Talvez o que falte a matéria seja comparar os dados dos municípios em momentos distintos do tempo em não em relação a gasto per capita para avaliar se as despesas aumentaram ou declinaram. Por outro lado, é preciso verificar de que despesas se tratam. Por exemplo, é verdade que as Câmaras necessitam de uma despesa fixa para existirem: numero de funcionários, instalações para tarefas rotineiras aumentam pouco se a população de uma cidade não aumenta. Mas também é verdade o contrário, a evolução da cidade também conta para as despesas, e aí, como no caso de Porto Alegre, com amplo crescimento, é exigido um amplo investimento em pessoal, com concursos públicos, o que não tem acontecido. O resultado é funcionários estressados frente a uma demanda que não cessa de crescer. Escrevi sobre isso em post anterior. Deixar de fazer concursos para agradar a opinião pública é produzir um desserviço a comunidade, é prestar serviços precários.

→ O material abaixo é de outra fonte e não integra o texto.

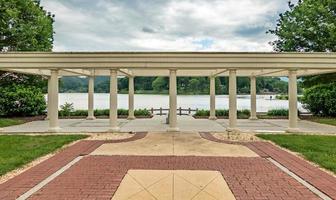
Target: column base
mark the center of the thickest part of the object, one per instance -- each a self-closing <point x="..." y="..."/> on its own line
<point x="235" y="129"/>
<point x="54" y="129"/>
<point x="130" y="117"/>
<point x="292" y="130"/>
<point x="212" y="118"/>
<point x="173" y="129"/>
<point x="253" y="118"/>
<point x="114" y="129"/>
<point x="91" y="118"/>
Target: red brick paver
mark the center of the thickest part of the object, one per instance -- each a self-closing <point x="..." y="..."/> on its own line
<point x="310" y="173"/>
<point x="20" y="184"/>
<point x="98" y="177"/>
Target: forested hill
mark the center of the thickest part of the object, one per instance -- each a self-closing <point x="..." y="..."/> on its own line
<point x="185" y="85"/>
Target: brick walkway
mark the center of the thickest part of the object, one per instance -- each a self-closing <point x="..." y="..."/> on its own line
<point x="98" y="177"/>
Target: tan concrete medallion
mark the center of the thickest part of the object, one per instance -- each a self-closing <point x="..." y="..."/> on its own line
<point x="173" y="184"/>
<point x="179" y="144"/>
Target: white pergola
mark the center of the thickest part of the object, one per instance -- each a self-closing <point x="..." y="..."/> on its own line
<point x="172" y="64"/>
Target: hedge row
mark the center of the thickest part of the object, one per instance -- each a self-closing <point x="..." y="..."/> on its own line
<point x="223" y="113"/>
<point x="241" y="113"/>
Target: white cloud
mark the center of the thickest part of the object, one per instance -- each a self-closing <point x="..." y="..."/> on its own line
<point x="174" y="25"/>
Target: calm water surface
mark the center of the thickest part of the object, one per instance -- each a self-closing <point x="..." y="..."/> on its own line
<point x="101" y="101"/>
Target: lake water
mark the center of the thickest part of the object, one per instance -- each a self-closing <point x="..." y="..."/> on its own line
<point x="101" y="101"/>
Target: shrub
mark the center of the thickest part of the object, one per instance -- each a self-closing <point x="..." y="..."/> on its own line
<point x="66" y="109"/>
<point x="243" y="113"/>
<point x="202" y="113"/>
<point x="223" y="113"/>
<point x="142" y="112"/>
<point x="321" y="99"/>
<point x="19" y="100"/>
<point x="278" y="112"/>
<point x="102" y="112"/>
<point x="122" y="112"/>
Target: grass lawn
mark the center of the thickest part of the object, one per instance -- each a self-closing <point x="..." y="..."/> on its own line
<point x="18" y="150"/>
<point x="10" y="122"/>
<point x="316" y="148"/>
<point x="330" y="121"/>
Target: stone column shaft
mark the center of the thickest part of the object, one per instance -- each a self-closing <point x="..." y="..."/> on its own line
<point x="91" y="99"/>
<point x="232" y="99"/>
<point x="292" y="100"/>
<point x="113" y="101"/>
<point x="53" y="101"/>
<point x="172" y="101"/>
<point x="130" y="98"/>
<point x="253" y="88"/>
<point x="212" y="98"/>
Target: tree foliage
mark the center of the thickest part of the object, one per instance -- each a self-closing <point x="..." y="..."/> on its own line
<point x="308" y="26"/>
<point x="185" y="85"/>
<point x="24" y="26"/>
<point x="21" y="100"/>
<point x="321" y="100"/>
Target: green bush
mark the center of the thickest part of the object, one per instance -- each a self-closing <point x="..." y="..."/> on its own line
<point x="278" y="112"/>
<point x="243" y="113"/>
<point x="202" y="113"/>
<point x="142" y="112"/>
<point x="321" y="99"/>
<point x="122" y="112"/>
<point x="102" y="112"/>
<point x="66" y="109"/>
<point x="19" y="100"/>
<point x="223" y="113"/>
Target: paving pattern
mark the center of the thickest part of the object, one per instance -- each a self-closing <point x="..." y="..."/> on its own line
<point x="100" y="176"/>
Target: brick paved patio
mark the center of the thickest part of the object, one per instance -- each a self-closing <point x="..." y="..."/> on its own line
<point x="98" y="176"/>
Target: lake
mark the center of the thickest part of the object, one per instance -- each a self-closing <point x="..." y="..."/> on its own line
<point x="101" y="101"/>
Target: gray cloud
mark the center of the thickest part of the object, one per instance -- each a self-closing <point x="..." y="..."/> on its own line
<point x="204" y="25"/>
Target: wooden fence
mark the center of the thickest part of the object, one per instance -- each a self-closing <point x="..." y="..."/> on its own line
<point x="180" y="111"/>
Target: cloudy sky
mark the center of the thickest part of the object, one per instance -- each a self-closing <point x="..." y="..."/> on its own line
<point x="164" y="25"/>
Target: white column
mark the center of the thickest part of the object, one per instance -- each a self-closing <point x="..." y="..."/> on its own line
<point x="232" y="100"/>
<point x="172" y="101"/>
<point x="253" y="89"/>
<point x="90" y="98"/>
<point x="292" y="100"/>
<point x="212" y="98"/>
<point x="53" y="107"/>
<point x="131" y="98"/>
<point x="113" y="101"/>
<point x="48" y="100"/>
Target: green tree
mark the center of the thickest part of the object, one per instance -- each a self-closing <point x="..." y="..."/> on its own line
<point x="24" y="26"/>
<point x="160" y="84"/>
<point x="308" y="26"/>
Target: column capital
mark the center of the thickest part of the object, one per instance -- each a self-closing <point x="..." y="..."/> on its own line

"Dinheiro que vem de fora" incentiva gastos sim, mas cuidado com esta Lei criada pelos cães que ladram para o parlamento. Deixar de analisar cada caso é um crime. Deixar de analisar tendências é uma estratégia.Deixar de buscar os problemas de fundo é a melhor forma de estereotipar. O problema é se estamos fortalecendo os cidadãos para o exercício do seu controle sobre os gastos do legislativo e executivo, ou se ao contrário, estamos desmontando o parlamento para colocar outra coisa em seu lugar.